26. Способ по любому из пп. 21-25, где связанное с TREM2 заболевание или нарушение представляет собой болезнь Альцгеймера.

27. Способ по любому из пп. 21-25, где связанное с TREM2 заболевание или нарушение представляет собой лобно-височную деменцию.

28. Способ по любому из пп. 21-27, где нуклеиновую кислоту, вектор или клетку вводят субъекту внутривенным, внутричерепным, интратекальным, подкожным или интраназальным путем.

29. Способ по любому из пп. 21-28, где способ дополнительно включает введение субъекту второго средства.

30. Способ по любому из пп. 21-29, где способ дополнительно включает:

проведение анализа уровня TREM2 человека на клеточной поверхности в образце, полученном от субъекта.

31. Способ по п. 30, где образец предусматривает спинномозговую жидкость.
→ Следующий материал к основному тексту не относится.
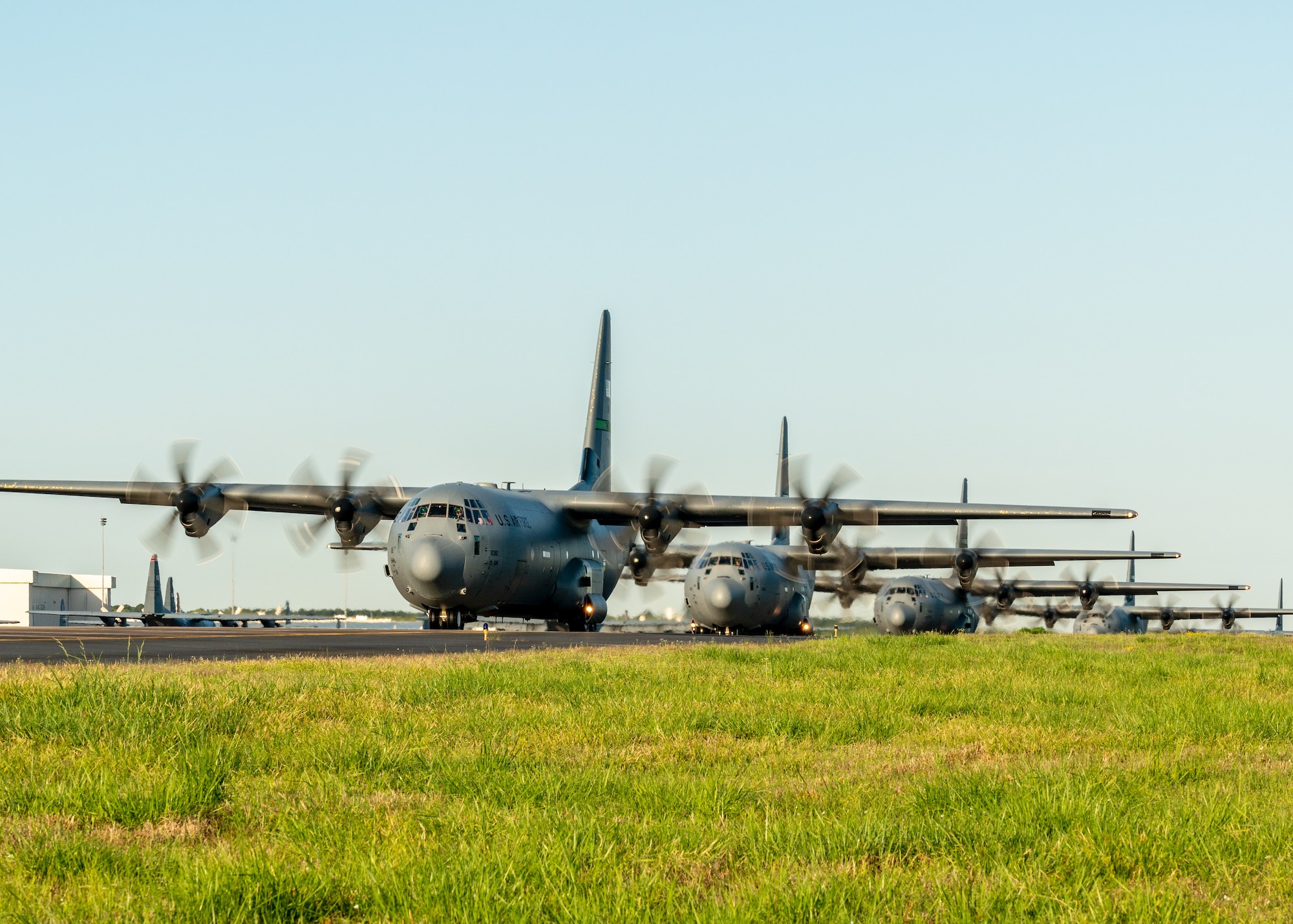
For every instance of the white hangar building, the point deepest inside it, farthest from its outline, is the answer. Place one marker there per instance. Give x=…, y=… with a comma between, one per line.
x=42, y=598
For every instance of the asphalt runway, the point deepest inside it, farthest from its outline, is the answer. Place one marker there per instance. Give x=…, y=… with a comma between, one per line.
x=104, y=643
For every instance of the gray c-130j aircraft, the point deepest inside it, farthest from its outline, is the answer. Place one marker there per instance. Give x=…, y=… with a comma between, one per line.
x=462, y=550
x=745, y=588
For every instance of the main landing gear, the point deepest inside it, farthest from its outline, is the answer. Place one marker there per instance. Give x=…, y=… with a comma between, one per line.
x=447, y=619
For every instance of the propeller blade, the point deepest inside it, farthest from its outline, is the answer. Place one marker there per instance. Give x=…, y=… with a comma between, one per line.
x=209, y=549
x=798, y=469
x=657, y=466
x=844, y=477
x=160, y=540
x=351, y=461
x=305, y=533
x=223, y=469
x=182, y=453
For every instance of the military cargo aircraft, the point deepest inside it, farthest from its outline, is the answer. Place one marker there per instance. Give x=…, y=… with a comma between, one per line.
x=744, y=588
x=908, y=605
x=464, y=550
x=1135, y=619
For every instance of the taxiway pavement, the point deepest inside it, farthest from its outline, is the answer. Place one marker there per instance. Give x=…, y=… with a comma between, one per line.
x=118, y=643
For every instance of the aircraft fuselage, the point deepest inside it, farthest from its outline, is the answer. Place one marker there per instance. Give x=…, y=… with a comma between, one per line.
x=465, y=552
x=911, y=605
x=736, y=586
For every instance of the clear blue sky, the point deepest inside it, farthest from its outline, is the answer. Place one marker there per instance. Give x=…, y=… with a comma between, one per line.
x=1045, y=249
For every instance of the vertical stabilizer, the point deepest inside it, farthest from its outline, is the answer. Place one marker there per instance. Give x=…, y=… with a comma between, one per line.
x=1129, y=601
x=153, y=602
x=782, y=535
x=964, y=526
x=597, y=433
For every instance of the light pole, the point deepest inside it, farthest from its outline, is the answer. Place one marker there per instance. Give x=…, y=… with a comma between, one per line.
x=103, y=563
x=233, y=574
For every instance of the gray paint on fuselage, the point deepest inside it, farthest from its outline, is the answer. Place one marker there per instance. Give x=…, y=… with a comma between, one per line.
x=762, y=592
x=910, y=605
x=511, y=561
x=1109, y=621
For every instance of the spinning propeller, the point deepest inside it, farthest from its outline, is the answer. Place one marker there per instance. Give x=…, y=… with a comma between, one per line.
x=198, y=505
x=352, y=511
x=819, y=515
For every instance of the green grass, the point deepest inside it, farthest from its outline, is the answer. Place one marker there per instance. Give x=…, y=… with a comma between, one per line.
x=925, y=778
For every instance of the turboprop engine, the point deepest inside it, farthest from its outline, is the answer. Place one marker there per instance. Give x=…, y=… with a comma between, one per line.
x=967, y=567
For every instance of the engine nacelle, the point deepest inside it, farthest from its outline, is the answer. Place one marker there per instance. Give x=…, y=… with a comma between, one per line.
x=659, y=526
x=200, y=509
x=641, y=566
x=967, y=564
x=355, y=517
x=820, y=526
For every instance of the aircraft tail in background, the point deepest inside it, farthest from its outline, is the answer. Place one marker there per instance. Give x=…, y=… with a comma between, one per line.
x=782, y=535
x=964, y=526
x=595, y=464
x=1129, y=599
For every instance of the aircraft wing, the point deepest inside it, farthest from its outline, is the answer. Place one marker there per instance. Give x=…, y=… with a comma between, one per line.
x=281, y=499
x=897, y=559
x=1204, y=612
x=1100, y=588
x=699, y=510
x=839, y=584
x=604, y=506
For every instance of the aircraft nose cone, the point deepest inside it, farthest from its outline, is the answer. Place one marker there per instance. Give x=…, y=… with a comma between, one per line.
x=720, y=593
x=426, y=563
x=436, y=567
x=901, y=616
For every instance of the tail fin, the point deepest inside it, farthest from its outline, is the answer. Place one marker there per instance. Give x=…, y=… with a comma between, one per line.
x=782, y=535
x=597, y=434
x=964, y=526
x=1129, y=601
x=153, y=602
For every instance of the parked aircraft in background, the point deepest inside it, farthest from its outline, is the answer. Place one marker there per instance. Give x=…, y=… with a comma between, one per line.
x=745, y=588
x=1131, y=618
x=461, y=550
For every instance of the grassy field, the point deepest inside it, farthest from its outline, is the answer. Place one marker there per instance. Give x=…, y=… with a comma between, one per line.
x=926, y=778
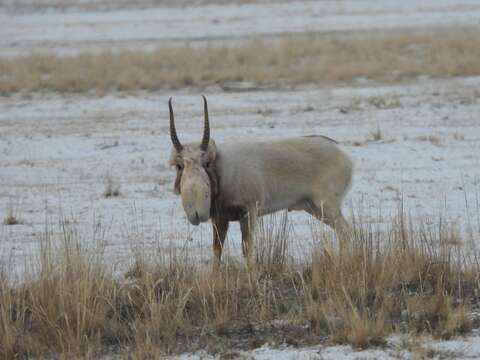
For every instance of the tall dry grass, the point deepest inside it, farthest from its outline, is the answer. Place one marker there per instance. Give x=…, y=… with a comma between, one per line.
x=406, y=278
x=388, y=56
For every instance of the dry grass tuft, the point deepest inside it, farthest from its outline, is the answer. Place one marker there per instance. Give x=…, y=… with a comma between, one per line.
x=112, y=189
x=406, y=278
x=326, y=59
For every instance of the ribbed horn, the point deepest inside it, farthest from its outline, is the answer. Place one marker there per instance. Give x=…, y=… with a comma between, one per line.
x=206, y=129
x=173, y=133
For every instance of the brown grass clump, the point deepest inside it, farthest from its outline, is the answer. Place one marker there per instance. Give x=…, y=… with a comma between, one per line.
x=406, y=279
x=389, y=56
x=11, y=217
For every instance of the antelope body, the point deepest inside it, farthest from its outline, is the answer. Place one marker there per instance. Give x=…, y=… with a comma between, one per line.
x=243, y=180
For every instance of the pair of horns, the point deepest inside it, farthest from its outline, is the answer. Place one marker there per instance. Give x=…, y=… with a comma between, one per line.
x=206, y=129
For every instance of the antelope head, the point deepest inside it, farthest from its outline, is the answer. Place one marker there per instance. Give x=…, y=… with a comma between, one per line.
x=195, y=166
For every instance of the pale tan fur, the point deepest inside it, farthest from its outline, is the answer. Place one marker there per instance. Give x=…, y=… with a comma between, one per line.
x=257, y=178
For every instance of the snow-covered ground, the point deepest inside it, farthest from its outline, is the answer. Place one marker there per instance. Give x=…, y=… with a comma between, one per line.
x=58, y=153
x=147, y=28
x=417, y=142
x=397, y=348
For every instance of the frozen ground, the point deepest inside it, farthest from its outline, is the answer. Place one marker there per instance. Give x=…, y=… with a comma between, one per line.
x=147, y=27
x=418, y=141
x=402, y=348
x=58, y=152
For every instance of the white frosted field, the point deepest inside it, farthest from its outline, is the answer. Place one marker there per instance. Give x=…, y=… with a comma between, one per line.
x=415, y=143
x=59, y=151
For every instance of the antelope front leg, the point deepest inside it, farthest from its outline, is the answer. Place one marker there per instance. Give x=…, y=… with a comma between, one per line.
x=220, y=228
x=247, y=227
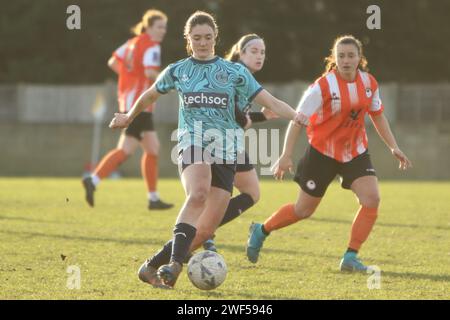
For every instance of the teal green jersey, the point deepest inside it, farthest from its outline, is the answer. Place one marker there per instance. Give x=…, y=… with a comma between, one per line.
x=207, y=93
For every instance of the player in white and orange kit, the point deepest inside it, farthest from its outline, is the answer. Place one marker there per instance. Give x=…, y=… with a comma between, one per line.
x=333, y=111
x=137, y=63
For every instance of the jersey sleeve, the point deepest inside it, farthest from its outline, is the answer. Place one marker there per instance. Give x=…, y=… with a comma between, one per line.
x=165, y=81
x=152, y=57
x=310, y=102
x=119, y=54
x=376, y=106
x=246, y=85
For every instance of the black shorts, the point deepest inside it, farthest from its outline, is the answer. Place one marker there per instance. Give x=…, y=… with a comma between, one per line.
x=316, y=171
x=246, y=165
x=222, y=174
x=143, y=122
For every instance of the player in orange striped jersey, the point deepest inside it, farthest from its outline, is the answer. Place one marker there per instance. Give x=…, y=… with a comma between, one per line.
x=333, y=110
x=137, y=63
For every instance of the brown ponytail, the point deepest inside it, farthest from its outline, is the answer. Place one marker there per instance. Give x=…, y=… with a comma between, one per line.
x=346, y=39
x=148, y=19
x=198, y=18
x=239, y=47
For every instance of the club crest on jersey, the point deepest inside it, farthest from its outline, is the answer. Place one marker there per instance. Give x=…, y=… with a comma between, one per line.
x=205, y=100
x=222, y=77
x=335, y=102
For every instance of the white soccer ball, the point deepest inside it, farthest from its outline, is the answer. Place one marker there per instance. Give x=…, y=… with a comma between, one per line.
x=207, y=270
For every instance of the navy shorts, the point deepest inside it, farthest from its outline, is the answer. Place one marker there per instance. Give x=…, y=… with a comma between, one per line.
x=246, y=165
x=143, y=122
x=315, y=171
x=222, y=174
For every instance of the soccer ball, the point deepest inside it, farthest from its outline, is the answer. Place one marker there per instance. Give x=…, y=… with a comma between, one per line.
x=207, y=270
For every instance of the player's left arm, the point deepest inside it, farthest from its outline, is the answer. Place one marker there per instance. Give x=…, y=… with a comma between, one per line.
x=151, y=74
x=384, y=131
x=281, y=108
x=152, y=62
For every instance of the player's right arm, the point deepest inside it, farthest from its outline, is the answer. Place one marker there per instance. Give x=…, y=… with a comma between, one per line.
x=162, y=85
x=117, y=58
x=311, y=101
x=113, y=64
x=121, y=120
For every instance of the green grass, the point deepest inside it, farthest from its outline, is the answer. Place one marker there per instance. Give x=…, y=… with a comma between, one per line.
x=40, y=219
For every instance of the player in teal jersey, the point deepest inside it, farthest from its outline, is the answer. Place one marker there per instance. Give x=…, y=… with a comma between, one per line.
x=207, y=86
x=250, y=51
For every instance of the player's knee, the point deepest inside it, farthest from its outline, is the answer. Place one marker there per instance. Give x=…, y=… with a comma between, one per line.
x=254, y=194
x=198, y=197
x=371, y=200
x=204, y=233
x=128, y=152
x=304, y=212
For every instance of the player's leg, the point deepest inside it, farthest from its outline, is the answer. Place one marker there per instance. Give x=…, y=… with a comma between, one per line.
x=359, y=176
x=212, y=216
x=246, y=181
x=196, y=180
x=286, y=215
x=126, y=146
x=314, y=174
x=149, y=167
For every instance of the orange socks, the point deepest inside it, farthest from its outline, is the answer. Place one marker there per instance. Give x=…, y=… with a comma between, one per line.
x=109, y=163
x=149, y=167
x=361, y=227
x=285, y=216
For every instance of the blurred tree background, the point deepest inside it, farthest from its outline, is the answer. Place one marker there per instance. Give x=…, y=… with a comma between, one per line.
x=412, y=45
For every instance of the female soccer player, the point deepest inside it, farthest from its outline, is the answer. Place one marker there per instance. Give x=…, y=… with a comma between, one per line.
x=333, y=110
x=250, y=51
x=207, y=86
x=137, y=63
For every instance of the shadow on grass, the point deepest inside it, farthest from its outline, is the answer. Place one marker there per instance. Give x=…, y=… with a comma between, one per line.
x=417, y=276
x=395, y=225
x=84, y=238
x=241, y=248
x=32, y=220
x=404, y=275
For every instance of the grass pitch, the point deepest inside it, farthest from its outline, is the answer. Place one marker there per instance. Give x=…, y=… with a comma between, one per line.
x=46, y=228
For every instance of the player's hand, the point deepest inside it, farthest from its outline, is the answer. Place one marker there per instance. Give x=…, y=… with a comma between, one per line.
x=283, y=164
x=269, y=114
x=120, y=120
x=404, y=162
x=249, y=121
x=300, y=119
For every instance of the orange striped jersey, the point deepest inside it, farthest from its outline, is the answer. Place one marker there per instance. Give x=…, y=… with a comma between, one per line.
x=333, y=110
x=135, y=56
32. Способ по п. 30, где уровень TREM2 человека на клеточной поверхности в образце определяют с помощью анализа, выбранного из проточной цитометрии, иммуногистохимического исследования, вестерн-блоттинга, иммунофлуоресцентного анализа, радиоиммуноанализа (RIA), твердофазного иммуноферментного анализа (ELISA), гомогенной флуоресценции с временным разрешением (HTRF) или позитронно-эмиссионной томографии (PET).

33. Применение нуклеиновой кислоты по любому из пп. 1-12, вектора по любому из пп. 13-16, клетки по любому из пп. 17, 18 или полипептида по п. 19 или 20 для лечения у субъекта связанного с TREM2 заболевания или нарушения.

34. Применение нуклеиновой кислоты по любому из пп. 1-12, вектора по любому из пп. 13-16, клетки по любому из пп. 17, 18 или полипептида по п. 19 или 20 в изготовлении лекарственного препарата для лечения у субъекта связанного с TREM2 заболевания или нарушения.